Comparative and Functional Genomics
Volume 2007 (2007), Article ID 47304, 7 pages
doi:10.1155/2007/47304

Meeting Report

eGenomics: Cataloguing Our Complete Genome Collection III

Dawn Field, George Garrity, Tanya Gray, Jeremy Selengut, Peter Sterk, Nick Thomson, Tatiana Tatusova, Guy Cochrane, Frank Oliver Glöckner, Renzo Kottmann, Allyson L. Lister, Yoshio Tateno, and Robert Vaughan

This 3rd workshop of the Genomic Standards Consortium was divided into two parts. The first half of the three-day workshop was dedicated to reviewing the genomic diversity of our current and future genome and metagenome collection, and exploring linkages to a series of existing projects through formal presentations. The second half was dedicated to strategic discussions.
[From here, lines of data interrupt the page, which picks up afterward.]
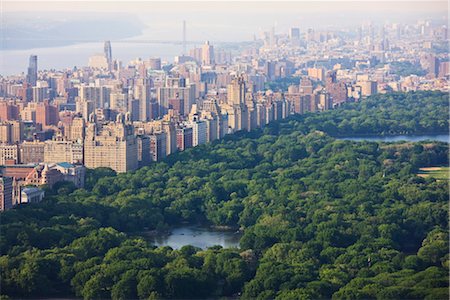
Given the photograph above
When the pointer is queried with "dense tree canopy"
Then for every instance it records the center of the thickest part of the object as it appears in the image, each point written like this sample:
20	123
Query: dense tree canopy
322	218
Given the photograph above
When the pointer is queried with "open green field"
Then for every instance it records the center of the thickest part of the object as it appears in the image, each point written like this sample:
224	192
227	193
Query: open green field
439	173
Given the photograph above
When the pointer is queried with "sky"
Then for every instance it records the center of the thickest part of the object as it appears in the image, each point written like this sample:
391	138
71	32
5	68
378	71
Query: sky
402	6
232	20
217	21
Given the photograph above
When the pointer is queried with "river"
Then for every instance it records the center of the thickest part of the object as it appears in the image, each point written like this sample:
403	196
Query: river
398	138
202	237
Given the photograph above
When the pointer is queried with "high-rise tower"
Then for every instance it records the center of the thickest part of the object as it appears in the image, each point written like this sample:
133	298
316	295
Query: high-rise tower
32	70
184	37
108	53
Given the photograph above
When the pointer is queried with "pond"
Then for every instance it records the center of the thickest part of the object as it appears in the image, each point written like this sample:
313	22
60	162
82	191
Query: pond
198	236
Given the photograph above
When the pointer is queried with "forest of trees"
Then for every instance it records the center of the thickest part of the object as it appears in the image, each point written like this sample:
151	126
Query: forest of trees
322	218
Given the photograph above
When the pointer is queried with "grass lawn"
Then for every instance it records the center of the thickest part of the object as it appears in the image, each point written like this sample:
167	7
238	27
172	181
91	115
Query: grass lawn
439	173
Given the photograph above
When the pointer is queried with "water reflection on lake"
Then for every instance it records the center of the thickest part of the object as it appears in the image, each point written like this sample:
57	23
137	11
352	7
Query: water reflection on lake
202	237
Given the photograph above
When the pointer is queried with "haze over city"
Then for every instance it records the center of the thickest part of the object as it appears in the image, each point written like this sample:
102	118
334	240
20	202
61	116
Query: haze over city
224	150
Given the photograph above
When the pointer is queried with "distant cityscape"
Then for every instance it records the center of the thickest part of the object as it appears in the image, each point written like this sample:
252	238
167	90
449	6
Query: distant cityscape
124	115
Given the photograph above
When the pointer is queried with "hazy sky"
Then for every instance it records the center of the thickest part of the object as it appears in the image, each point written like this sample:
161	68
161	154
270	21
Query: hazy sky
227	21
402	6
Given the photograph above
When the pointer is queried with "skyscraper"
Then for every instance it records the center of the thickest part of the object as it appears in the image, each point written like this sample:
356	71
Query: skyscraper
32	70
108	53
207	54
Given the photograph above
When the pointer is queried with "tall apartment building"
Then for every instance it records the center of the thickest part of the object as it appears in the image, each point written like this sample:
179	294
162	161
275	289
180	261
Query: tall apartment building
143	147
184	138
6	193
176	88
11	132
111	145
31	152
158	145
9	154
57	151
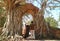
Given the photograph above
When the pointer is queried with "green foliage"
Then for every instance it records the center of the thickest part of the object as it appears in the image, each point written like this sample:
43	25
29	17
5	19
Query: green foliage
52	21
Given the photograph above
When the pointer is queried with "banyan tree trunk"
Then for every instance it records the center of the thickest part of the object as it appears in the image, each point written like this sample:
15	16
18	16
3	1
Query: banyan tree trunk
15	22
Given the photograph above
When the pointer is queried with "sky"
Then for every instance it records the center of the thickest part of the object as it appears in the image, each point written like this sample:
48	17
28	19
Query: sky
55	12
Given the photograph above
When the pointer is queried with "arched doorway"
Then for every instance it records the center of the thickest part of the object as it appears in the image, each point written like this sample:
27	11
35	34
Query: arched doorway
27	21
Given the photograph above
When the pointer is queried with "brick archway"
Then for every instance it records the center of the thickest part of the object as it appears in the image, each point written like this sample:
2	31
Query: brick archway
29	9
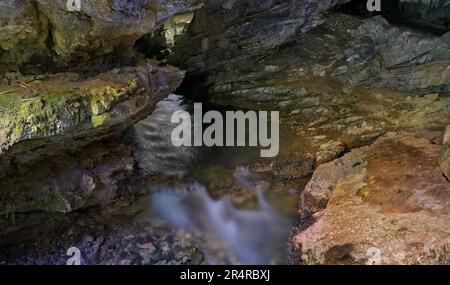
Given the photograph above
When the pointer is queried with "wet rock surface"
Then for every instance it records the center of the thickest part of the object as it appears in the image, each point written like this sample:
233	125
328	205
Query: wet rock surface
37	35
363	101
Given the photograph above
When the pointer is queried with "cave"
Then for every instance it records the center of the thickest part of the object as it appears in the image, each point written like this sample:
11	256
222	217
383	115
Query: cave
91	172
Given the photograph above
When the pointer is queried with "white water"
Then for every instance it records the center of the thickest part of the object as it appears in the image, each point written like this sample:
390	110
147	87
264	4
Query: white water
248	236
230	235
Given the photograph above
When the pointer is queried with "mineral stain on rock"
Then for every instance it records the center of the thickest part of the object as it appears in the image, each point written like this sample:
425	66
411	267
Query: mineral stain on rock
86	160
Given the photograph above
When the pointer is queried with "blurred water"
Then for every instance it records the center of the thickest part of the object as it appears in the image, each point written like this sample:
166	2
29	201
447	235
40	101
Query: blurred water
231	235
248	236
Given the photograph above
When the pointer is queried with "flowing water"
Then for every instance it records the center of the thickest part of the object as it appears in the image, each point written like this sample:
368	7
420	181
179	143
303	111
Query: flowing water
254	231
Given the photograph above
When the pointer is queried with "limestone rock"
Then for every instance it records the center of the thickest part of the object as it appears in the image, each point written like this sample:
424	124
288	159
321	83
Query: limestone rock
322	185
56	108
392	209
444	159
37	35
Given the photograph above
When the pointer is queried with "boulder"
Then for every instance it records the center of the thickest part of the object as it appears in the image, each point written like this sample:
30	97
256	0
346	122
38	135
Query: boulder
37	35
391	209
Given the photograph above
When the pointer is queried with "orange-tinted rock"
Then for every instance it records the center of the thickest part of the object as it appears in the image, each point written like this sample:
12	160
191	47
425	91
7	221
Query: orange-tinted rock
392	209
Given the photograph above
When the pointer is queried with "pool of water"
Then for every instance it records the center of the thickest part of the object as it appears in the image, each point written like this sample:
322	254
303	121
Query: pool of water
237	213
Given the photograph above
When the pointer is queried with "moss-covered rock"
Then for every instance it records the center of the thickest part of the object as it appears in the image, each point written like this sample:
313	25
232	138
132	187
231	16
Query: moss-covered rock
36	35
58	106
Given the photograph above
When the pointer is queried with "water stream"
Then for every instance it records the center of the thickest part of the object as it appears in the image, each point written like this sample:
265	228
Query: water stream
254	232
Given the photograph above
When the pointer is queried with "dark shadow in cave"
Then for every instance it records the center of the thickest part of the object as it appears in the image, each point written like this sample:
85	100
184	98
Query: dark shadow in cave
412	15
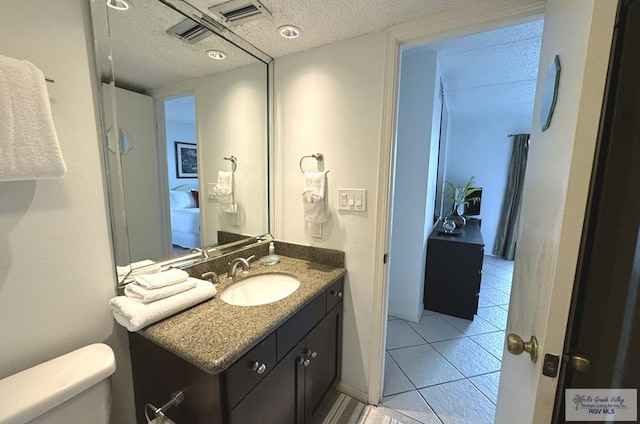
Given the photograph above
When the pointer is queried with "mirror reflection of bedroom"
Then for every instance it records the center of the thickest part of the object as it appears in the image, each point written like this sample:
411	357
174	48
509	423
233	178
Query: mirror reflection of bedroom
180	140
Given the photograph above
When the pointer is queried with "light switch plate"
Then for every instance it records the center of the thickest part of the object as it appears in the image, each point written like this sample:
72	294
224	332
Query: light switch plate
352	199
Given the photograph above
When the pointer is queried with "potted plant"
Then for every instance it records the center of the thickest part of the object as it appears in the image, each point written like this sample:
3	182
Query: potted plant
460	196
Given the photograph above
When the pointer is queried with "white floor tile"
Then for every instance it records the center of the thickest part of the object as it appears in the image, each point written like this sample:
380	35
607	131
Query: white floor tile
497	271
424	366
434	328
495	296
493	281
495	315
488	384
483	302
394	379
459	402
491	342
412	405
499	262
470	328
400	334
468	357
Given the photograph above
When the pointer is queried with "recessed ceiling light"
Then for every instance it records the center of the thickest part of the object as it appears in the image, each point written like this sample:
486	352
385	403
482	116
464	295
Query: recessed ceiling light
289	31
118	4
216	54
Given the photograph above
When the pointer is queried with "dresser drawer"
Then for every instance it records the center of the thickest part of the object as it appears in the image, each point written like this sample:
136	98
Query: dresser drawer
249	370
335	294
292	331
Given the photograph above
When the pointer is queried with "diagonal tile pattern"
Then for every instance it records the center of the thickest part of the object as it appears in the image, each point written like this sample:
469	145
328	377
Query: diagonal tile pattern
446	370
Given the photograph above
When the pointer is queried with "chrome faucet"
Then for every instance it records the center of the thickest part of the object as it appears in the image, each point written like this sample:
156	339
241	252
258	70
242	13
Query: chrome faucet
233	265
203	252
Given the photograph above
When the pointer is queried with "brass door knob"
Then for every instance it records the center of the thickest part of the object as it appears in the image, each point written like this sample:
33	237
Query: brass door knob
515	346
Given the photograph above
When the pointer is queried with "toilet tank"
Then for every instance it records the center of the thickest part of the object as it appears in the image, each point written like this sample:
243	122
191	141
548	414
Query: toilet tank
72	388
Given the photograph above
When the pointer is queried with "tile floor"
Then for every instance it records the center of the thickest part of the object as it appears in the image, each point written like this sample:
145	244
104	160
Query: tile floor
446	370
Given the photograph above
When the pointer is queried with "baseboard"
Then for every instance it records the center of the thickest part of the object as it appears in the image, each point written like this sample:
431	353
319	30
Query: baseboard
406	317
354	393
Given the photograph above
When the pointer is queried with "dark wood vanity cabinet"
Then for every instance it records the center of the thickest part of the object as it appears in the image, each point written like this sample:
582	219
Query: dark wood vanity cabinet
302	361
453	271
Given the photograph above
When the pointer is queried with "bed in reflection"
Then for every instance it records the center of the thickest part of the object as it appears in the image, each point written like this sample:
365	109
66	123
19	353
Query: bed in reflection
185	216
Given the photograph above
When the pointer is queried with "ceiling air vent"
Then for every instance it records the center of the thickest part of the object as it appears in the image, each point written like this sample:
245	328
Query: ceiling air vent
236	12
189	31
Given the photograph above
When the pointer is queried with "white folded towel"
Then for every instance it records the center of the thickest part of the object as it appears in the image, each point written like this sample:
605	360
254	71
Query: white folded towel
138	293
137	268
313	197
135	315
161	279
29	148
223	192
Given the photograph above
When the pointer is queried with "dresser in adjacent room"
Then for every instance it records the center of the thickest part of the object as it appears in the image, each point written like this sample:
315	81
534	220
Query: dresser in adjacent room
454	270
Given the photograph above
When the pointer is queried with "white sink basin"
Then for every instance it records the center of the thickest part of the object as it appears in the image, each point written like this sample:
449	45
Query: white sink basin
260	290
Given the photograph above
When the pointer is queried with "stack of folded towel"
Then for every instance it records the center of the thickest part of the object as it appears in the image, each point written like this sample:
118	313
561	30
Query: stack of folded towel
153	297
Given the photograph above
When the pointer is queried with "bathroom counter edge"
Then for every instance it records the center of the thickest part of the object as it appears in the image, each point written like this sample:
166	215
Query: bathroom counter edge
214	334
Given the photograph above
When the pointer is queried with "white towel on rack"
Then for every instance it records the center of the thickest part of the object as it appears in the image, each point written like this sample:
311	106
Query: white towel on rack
135	315
161	279
140	294
313	197
29	148
223	192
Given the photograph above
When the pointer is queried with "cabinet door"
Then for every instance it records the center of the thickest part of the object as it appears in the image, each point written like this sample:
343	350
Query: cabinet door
274	399
323	349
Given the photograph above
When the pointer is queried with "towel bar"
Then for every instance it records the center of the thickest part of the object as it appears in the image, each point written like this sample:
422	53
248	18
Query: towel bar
317	156
234	162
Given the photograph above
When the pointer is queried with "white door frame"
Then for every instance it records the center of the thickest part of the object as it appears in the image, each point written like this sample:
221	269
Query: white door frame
435	27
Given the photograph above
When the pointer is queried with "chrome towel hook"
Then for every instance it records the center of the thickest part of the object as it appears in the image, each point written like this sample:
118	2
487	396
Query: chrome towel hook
234	162
317	156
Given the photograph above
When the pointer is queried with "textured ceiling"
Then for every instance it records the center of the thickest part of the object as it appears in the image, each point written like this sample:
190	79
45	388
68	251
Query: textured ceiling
327	21
492	73
487	73
145	57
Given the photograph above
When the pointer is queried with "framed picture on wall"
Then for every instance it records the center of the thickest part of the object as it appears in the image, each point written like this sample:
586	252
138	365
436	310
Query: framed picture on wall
186	160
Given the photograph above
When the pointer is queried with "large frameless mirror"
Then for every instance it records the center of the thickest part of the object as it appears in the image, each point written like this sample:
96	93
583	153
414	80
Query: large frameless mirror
185	116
Outcomes of the workshop include a revised “Minimum Information about a Genome Sequence” (MIGS) specification (v1.1), consensus on a variety of features to be added to the Genome Catalogue (GCat), agreement by several researchers to adopt MIGS for imminent genome publications, and an agreement by the EBI and NCBI to input their genome collections into GCat for the purpose of quantifying the amount of optional data already available (e.g., for geographic location coordinates) and working towards a single, global list of all public genomes and metagenomes.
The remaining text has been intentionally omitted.